11-year wait for murder trial - Mother living on sleeping pills since son's death
On the night when Jamie Lue was murdered 11 years ago, he and his younger sister Tiffany-Ann Lue Brown had planned to meet at a friend's birthday party.
But when Tiffany-Ann's calls to Jamie's cell phone went unanswered, she broke down on the dance floor as she sensed that something was gravely wrong.
"I said to his friends that we need to go find him. He always answers my calls. Even if he is out with a woman he would answer my calls," Lue Brown told recounted last Wednesday when she and her parents visited The Gleaner's office on North Street.
"So we went to the police station and made a report and they were saying he is probably out frolicking," Tiffany-Ann said, as her father, Chew Keow Lue, tried unsuccessfully to hold back tears.
Sleepless nights
At around 4 p.m., the day after Lue was reported missing, his body was found with gunshot wounds in a Honda CRV belonging to his mother on Mayfair Avenue in St Andrew.
Jamie Lue's trial has not started, and this has caused his family sleepless nights as they seek closure to this tragic event.
His mother, Angella Soutar, told THE STAR that her son's untried case has affected her health tremendously.
"For seven years straight I have been on sleeping pills," Soutar said.
Tiffany-Ann said her mother has taken the death the hardest.
It affected her so much that she has withdrawn from me and her friends. For me personally, every night since it happened I wake up at around three every morning," she said.
According to Soutar, the Office of the Director of Public Prosecution responded to her queries in 2011 to say that the trial would start that year.
"Then she went on to tell me that the written evidence has gone missing. Papers don't walk. It is too much corruption in the Justice system. How is it people can't follow up on a case 11 years after an innocent persons was brutally murdered," she said.
Tiffany-Ann recalled reliving the event every time she attends courts.

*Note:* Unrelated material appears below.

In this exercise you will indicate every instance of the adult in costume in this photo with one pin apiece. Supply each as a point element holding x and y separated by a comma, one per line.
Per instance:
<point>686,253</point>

"For whatever reason that the case wasn't tried - whether the accused didn't have legal representations or sometimes they weren't properly clothed. It is frustrating," she said.
Enough evidence
When THE STAR contacted the Office of the Director of Public Prosecution (DPP), a bevy a reasons were relayed as to why the case has not tried, including the fact that one of the accused, Andre West, was on trial for the murder of Lenford 'Steve' Harvey, and was subsequently sentenced to life without parole for 30 years.
According to the Office of the DPP, four persons who were originally accused for Lue's murder, but the court didn't have enough evidence to prosecute two. Therefore, a nolle prosequi was entered, leaving West and Linford Allen, which further delayed the case.
The representative, however, told THE STAR that a case management date is schedule for the December 9.
A plain case management is to see whether the witnesses are available, to see if persons are willing to give a plea and to look at the evidence fully to see if it meets the standard required to move to trial.
When THE STAR asked the Director of Public Prosecution, Paula Llewellyn, if there was any communication with the family of the Lue, she said that it is customary for the investigating officers to communicate with the family of the deceased.